Graphic by staff writer / photographer Eva Reid.
Graduating from college is one of the greatest days of one’s life, and it is, but reality quickly hits.
Post-graduate depression can occur after the completion of undergraduate or graduate school, with many questioning what is to come next in their future.
Although there is no real diagnosis of post-graduate depression, depression in young adults has increased throughout the years.
According to the National Institute of Mental Health, 17% of individuals ages 18-25 live with Major Depressive Disorder, the age group with the highest amount of individuals suffering from it.
Post-grad depression can even occur for those who have just graduated high school and going through a transition process entering college.
For many, the end of University comes with extra stressors that don’t just involve job hunting, like paying off student loans.
Sixty-five percent of college graduates exit college having student loan debt.
Saint Peter’s University 2022 graduate Serena Mohamed shared her experiences with post-graduate depression.
“During my vacation I didn’t feel productive and I was feeling guilty about it even though I was burnt out this past year,” Mohamed told Slice of Culture. “I think the uncertainty of the future was what made me feel anxious and depressed.”
After time away from friends and family during the height of the COVID-19 pandemic, graduates have had to deal with the separation from their friends again.
“I think something else that added to the post-grad depression was not seeing my friends anymore when I used to see them everyday.

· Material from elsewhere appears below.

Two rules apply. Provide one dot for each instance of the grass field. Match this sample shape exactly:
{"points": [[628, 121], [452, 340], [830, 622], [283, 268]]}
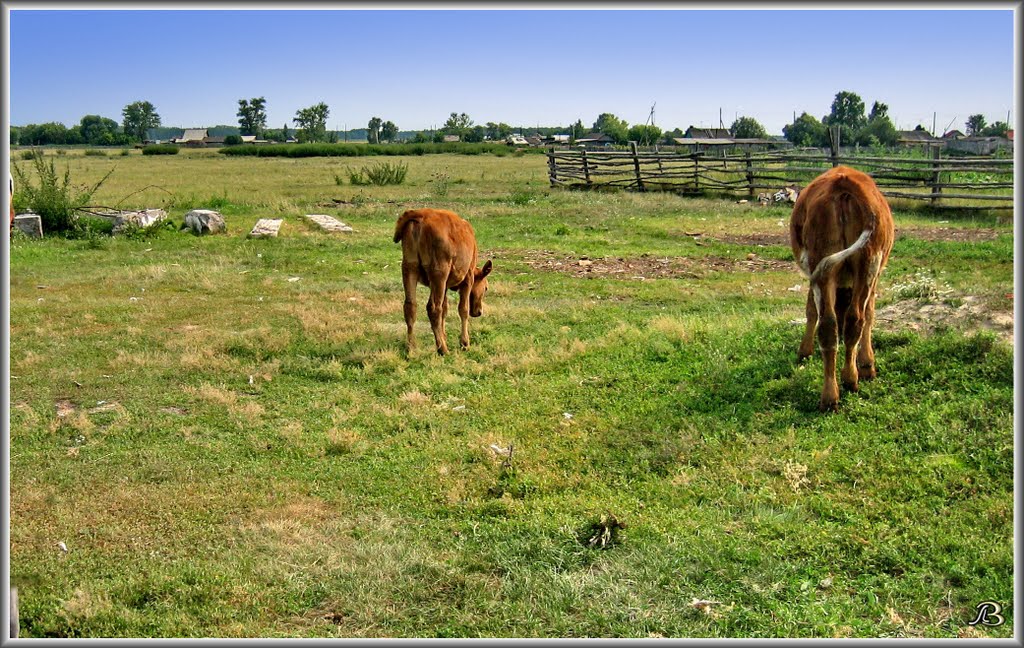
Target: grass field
{"points": [[228, 439]]}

It felt like having classes during the early stages of the pandemic all over again where it was really isolating,” she explained.
According to Times International, 49% of graduates have felt a negative effect on their mental health after graduation.
In college, doing well in my classes and getting involved, I felt like I was on top of the world. After college, it can feel like reality has slapped you in the face.
There are many questions that I have asked myself.
“What sets me from the rest?” “Will I land the job?” “I am not in school anymore? It’s my whole life. Now what?!”
Luckily, it is normal to feel this way. You are NOT alone.
To all of my fellow college graduates, here are some of my tips for you:
- Rejection is a part of life.
- The job application process takes time, be patient with yourself.
- It is OK to feel these intense emotions.
- Take on hobbies that you may have forgotten about or have never done before.
- Even though you may not see your friends as often as before, it will feel 10x better when you reunite with them.
For me, reading books and writing during my free time has been my saving grace. Taking your mind off of things and doing something you enjoy or are interested in can be a huge help.
The people I have surrounded myself with have made my post-graduate experience so much better. My friends, family and professors have encouraged me that rejection is ok and does not make you any less of a person.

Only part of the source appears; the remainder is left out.